In the present work, seven regions with high level of variability (Pi greater than 0.02) were identified: psbA, trnS. Chloroplast markers 3′ycf1, ndhF, trnL-F and the nuclear marker ITS rDNA have proved useful in resolving part of the phylogeny of the different genera of the tribe Hippeastreae (García et al., 2014). A subsequent study uncovered the information of 18 nuclear loci and 40 nearly complete chloroplast genomes for the same purpose (García et al., 2017). Even though this helped to clarify some of the complexities of the family Amaryllidaceae, especially in the subtribe Hippeastrinae, the phylogeny of the genus Zephyranthes was still unclear (García et al., 2019). We believe that the seven regions with high levels of variability found in this study, can be of use to resolve these uncertainties and will be useful in phylogenetic analysis of the species of the genus Zephyranthes.

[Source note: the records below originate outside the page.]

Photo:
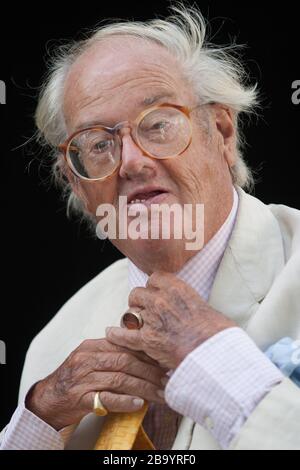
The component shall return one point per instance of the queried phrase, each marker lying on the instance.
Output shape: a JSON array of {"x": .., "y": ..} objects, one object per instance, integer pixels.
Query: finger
[
  {"x": 103, "y": 345},
  {"x": 114, "y": 402},
  {"x": 140, "y": 297},
  {"x": 130, "y": 339},
  {"x": 118, "y": 382},
  {"x": 129, "y": 364}
]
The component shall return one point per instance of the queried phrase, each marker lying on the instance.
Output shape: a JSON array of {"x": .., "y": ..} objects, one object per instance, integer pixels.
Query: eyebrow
[{"x": 147, "y": 101}]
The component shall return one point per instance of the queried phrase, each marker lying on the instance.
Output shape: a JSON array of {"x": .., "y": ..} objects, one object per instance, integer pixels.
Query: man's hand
[
  {"x": 176, "y": 320},
  {"x": 122, "y": 376}
]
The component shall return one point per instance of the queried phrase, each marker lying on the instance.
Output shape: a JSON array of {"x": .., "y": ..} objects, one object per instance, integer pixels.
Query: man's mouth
[{"x": 147, "y": 197}]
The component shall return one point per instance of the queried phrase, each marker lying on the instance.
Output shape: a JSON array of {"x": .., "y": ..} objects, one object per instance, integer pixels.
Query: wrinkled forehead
[{"x": 115, "y": 78}]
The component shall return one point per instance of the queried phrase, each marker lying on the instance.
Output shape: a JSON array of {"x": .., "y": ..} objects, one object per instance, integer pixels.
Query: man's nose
[{"x": 134, "y": 161}]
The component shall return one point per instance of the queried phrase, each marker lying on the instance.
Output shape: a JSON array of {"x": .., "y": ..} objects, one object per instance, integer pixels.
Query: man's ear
[
  {"x": 224, "y": 119},
  {"x": 77, "y": 188}
]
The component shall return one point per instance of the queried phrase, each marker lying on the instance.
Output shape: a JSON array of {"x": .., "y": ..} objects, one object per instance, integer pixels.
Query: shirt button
[{"x": 209, "y": 424}]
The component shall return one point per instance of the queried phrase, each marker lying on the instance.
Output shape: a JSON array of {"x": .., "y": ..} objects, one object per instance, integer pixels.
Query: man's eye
[
  {"x": 159, "y": 126},
  {"x": 102, "y": 146}
]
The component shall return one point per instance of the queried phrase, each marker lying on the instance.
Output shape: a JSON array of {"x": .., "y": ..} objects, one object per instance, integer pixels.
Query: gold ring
[
  {"x": 132, "y": 320},
  {"x": 98, "y": 408}
]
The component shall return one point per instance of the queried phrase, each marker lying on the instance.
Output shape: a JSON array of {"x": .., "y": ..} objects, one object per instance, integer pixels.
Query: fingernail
[
  {"x": 164, "y": 381},
  {"x": 138, "y": 402}
]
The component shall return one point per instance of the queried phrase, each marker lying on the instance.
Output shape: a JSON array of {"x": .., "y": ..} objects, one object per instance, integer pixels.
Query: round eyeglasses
[{"x": 161, "y": 132}]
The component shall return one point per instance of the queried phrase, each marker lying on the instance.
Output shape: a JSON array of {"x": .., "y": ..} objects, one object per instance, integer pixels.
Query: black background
[{"x": 45, "y": 258}]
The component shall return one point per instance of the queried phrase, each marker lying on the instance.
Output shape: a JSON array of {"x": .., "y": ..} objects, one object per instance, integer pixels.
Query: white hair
[{"x": 216, "y": 74}]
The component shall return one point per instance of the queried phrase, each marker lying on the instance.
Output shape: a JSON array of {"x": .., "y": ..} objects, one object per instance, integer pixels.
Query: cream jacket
[{"x": 257, "y": 285}]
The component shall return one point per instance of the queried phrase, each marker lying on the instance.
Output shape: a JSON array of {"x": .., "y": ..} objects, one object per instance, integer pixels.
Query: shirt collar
[{"x": 200, "y": 271}]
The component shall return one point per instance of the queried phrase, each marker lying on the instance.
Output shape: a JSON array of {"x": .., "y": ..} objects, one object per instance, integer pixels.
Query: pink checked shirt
[{"x": 218, "y": 384}]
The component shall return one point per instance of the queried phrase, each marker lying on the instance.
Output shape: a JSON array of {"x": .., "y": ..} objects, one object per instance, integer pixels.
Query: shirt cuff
[
  {"x": 26, "y": 431},
  {"x": 221, "y": 382}
]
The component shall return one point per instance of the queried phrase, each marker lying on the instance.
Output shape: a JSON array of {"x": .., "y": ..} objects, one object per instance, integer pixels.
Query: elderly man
[{"x": 149, "y": 112}]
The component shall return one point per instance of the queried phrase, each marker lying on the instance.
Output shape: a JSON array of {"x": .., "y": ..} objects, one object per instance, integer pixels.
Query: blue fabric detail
[{"x": 285, "y": 354}]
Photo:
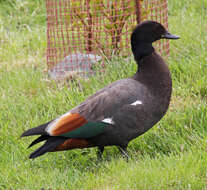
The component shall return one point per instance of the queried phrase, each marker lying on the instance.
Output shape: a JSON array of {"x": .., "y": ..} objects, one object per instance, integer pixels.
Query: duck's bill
[{"x": 167, "y": 35}]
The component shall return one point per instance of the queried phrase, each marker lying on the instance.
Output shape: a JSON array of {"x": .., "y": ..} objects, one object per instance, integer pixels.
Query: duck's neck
[
  {"x": 141, "y": 50},
  {"x": 154, "y": 74}
]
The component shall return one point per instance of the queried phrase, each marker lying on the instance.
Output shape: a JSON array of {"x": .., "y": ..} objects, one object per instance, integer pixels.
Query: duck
[{"x": 119, "y": 112}]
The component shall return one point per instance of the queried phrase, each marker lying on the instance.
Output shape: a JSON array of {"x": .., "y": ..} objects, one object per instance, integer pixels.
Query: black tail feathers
[
  {"x": 50, "y": 144},
  {"x": 51, "y": 141}
]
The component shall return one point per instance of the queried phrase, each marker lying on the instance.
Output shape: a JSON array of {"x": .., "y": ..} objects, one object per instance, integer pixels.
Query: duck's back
[{"x": 134, "y": 104}]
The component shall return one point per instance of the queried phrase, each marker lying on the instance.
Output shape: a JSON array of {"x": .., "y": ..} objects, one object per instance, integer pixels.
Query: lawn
[{"x": 172, "y": 155}]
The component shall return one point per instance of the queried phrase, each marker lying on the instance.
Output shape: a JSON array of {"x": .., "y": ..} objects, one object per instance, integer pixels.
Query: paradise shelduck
[{"x": 119, "y": 112}]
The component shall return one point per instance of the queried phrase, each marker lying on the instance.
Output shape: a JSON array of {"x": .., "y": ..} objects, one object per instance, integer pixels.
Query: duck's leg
[
  {"x": 123, "y": 150},
  {"x": 100, "y": 152}
]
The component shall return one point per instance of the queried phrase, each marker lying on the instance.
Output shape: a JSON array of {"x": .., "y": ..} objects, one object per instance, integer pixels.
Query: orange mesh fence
[{"x": 82, "y": 33}]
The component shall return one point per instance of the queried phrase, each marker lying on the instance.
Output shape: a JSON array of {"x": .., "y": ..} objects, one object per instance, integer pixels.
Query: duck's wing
[{"x": 85, "y": 121}]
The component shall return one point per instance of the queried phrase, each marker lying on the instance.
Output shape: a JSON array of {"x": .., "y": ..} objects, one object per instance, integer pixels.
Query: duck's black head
[{"x": 144, "y": 35}]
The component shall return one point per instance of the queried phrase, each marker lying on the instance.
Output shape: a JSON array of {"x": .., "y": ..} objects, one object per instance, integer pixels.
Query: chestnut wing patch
[{"x": 73, "y": 125}]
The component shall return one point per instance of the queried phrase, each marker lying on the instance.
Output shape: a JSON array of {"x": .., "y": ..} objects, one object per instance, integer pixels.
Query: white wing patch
[
  {"x": 54, "y": 123},
  {"x": 136, "y": 103},
  {"x": 108, "y": 120}
]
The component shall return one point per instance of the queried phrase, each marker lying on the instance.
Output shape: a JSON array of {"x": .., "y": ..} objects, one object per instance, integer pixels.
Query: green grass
[{"x": 172, "y": 155}]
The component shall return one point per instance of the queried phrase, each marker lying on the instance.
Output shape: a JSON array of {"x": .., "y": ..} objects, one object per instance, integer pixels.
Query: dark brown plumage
[{"x": 122, "y": 110}]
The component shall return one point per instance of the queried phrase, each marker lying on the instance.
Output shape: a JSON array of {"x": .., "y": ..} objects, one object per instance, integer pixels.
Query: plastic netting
[{"x": 82, "y": 33}]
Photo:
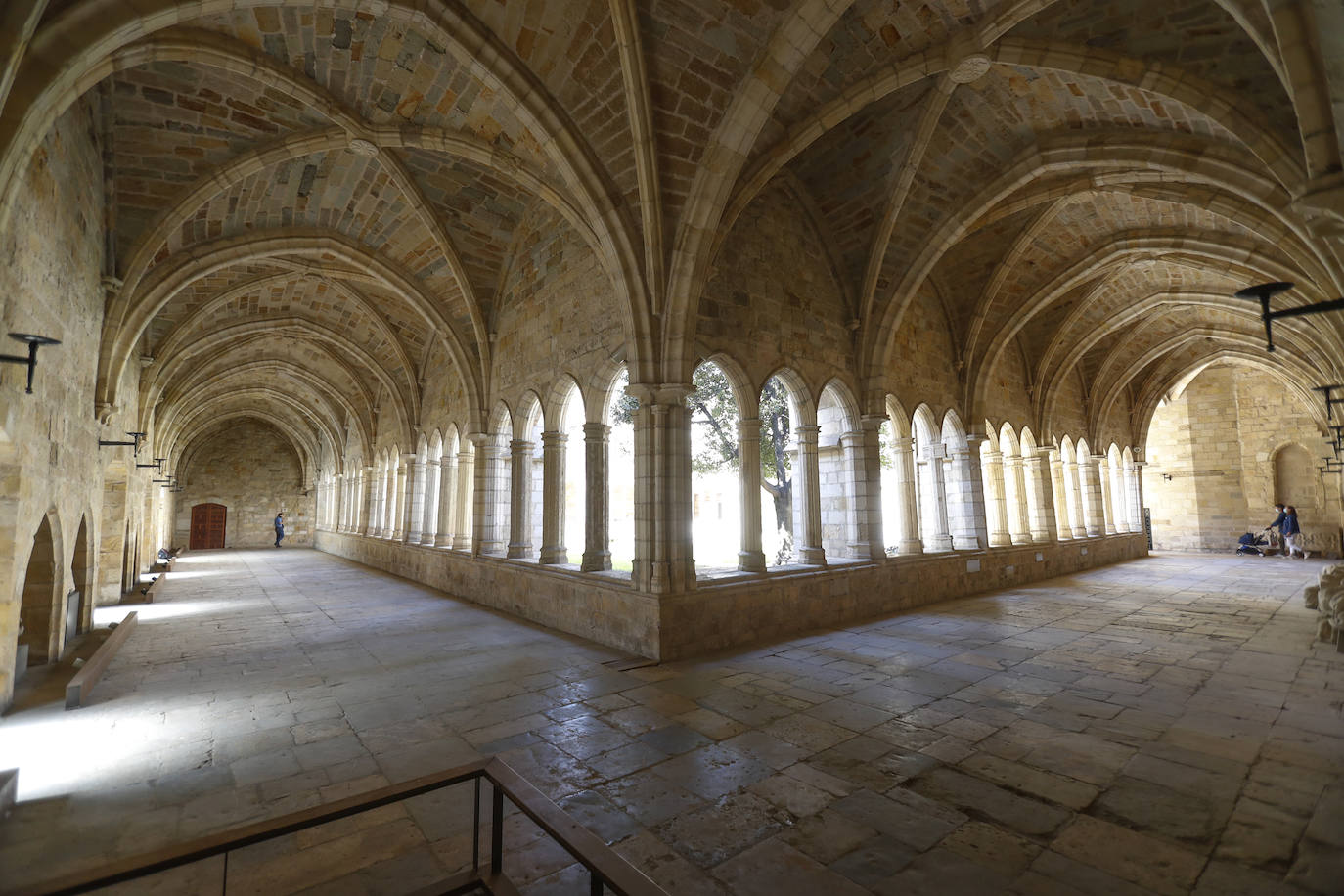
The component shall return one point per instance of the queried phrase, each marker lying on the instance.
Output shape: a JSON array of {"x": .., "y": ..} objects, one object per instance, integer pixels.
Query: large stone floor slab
[{"x": 1164, "y": 726}]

The phylogenetic results ML and BI showed that Z. phycelloides represent a distinct subclade to Z. mesochloa, even though both belong to the same genus.. A phylogenetic analysis of near-complete chloroplasts showed a similar separation of Z. mesochloa from Zephyranthes advena (Ker Gawl.) Nic. Garcia and Zephyranthes ananuca (Phil.) Nic.Garcia, two other species from Z. subg. Myostemma (García et al., 2017), however, Z. phycelloides was not included in this work, and the more than 40 nearly complete chloroplasts are unfortunately not available for analysis. Several studies divide the Hippeastreae tribe into clades, based on chromosome number: Z. phycelloides 2n = 18, the genus Hippeastrum 2n = 22, and Z. mesochloa 2n = 12 (Greizerstein and Naranjo, 1987, Muñoz et al., 2011, García et al., 2017). Our results confirm the differences between Z. phycelloides and Z. mesochloa, which are additionally supported by SNP differences (776 SNPs). In comparison H. vittatum and H. rutilum, showed a much lower value of SNPs (1 7 2). Allium species (Amaryllidaceae) from Central Asian species contained 451 SNPs in protein-coding genes (Yusupov et al., 2020).

Conclusion

In this study, we report the complete sequence and characterization of the chloroplast genome of Zephyranthes phycelloides. Size and number of genes is conserved, similar to species from the subtribe Hippeastrinae. However, Z. phycelloides and Z. mesochloa showed differences in genome size and slight differences in gene number. The phylogenetic analysis showed that Z. phycelloides represent a distinct subclade than Z. mesochloa. The differences between the species are furthermore confirmed by the high amount of SNPs between these two species. The information of the complete chloroplast genome of Z. phycelloides shows that phylogeny of the genus Zephyranthes is still uncertain, and urgently need taxonomic studies of all the species of the genus. The results of cpSSRs and repetitive sequences can be helpful for population analysis and evolutionary studies of the genus Zephyranthes. In addition, seven highly variable regions were detected that can be used to develop useful markers for phylogenetic analysis and to distinguish between Zephyranthes species.

Declaration of Competing Interest

The authors declare that they have no known competing financial interests or personal relationships that could have appeared to influence the work reported in this paper.